“I would ask you to consider this question,” he wrote. “If the right to vote is the cornerstone of our democracy, then how can we in good conscience allow for a situation in which the Republican Party can debate and pass voter suppression laws at the state level with only a simple majority vote, but not allow the United States Senate to do the same?”
Schumer made note that Manchin’s predecessor, Sen. Robert C. Byrd, said in 1979 that sometimes Senate rules that seemed appropriate “must be changed to reflect changed circumstance.”
“I believe our constituents deserve to know which senators choose to hide behind ill-conceived and abused rules and which senators prefer to restore Senate floor procedures to better align with the founders’ intentions,” Schumer wrote. That’s a message intended for both Manchin and Arizona Democratic Sen. Kyrsten Sinema, who has joined with Manchin in opposing filibuster reform.
Given the Manchin kerfuffle over the weekend, it’s hard to know just which way the backlash will hit—48 Democrats brow-beating those two into submission, or those two completely digging in on their positions.
What we do know for sure is that if voting rights and election reforms aren’t passed right away, Congress and probably the White House are lost for the foreseeable future. Republican-led states are making sure of that.
In addition to the 34 new state laws to restrict voting that passed in 2021 in 19 states (out of more than 440 bills introduced in 49 states), more than a dozen new restrictions have been profiled by Republican legislators in Arizona, Missouri, New Hampshire, and South Carolina.
Republican legislators in Florida, Missouri, New Hampshire, South Carolina, and Tennessee are to allow partisan ballot review and nine states will bring up a total of 88 restrictive bills held over from the last legislative session.
Why they’re doing this is no mystery. Even Trump gets it.

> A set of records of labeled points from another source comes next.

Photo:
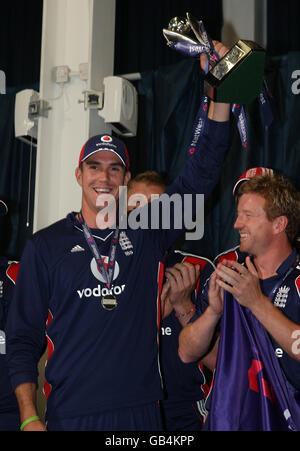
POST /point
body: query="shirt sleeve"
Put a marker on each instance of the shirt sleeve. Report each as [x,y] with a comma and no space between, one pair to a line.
[27,318]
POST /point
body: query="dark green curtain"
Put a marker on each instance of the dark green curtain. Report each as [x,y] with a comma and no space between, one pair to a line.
[173,97]
[283,32]
[141,47]
[20,37]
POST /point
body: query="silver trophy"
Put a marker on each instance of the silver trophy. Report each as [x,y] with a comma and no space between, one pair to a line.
[236,78]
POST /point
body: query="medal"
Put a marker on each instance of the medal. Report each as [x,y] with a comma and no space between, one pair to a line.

Republicans have to cheat to continue to win. And they will. Happily and with gusto. With violence, too, as Jan. 6 attests.
“There is a continual drumbeat from the former president that the election was stolen—this is an issue that state legislators feel pressure from Trump from above and from the base from below that’s demanding that steps be taken,” Rick Hasen, a professor and election law expert at the University of California at Irvine told NBC News. “So this is an issue that’s going to remain, unfortunately, front and center.”
Wendy Weiser, the vice president of the Democracy Program at the Brennan Center, told NBC: “What we’ve seen passed this year is more than a third of all the voting restrictions that have passed in the last decade happened this year.” They are clearly designed to eliminate Democratic-leaning voters, she added. “The way a lot of these voting restrictions work, they work by making it harder just for a subset of the electorate to vote—and that tends to disproportionately be voters of color, sometimes students, but they’re very targeted,” Weiser said.
The Freedom to Vote Act that Schumer wrote about in his letter was crafted by a group of Senate Democrats including Manchin. While it’s not as expansive as the For the People Act passed by the House, which Manchin opposes, it’s a robust bill and has been endorsed by all the voting rights and election reform advocates. Manchin has invested time and effort into this bill. He also supports the John R. Lewis Voting Rights Advancement Act. Both have been repeatedly filibustered by Republicans.
Which also means that this isn’t the first time we’ve heard Schumer’s tough talk about forcing votes. Senate Democrats have been working on a filibuster reform plan this fall, keeping Manchin in the loop. The question now is whether Manchin is prepared to burn all his bridges and accept Mitch McConnell’s invitation, or whether he’s smart enough to realize he’s got the nation’s future in his hands and can either go down in history as the one person responsible for saving it or destroying it.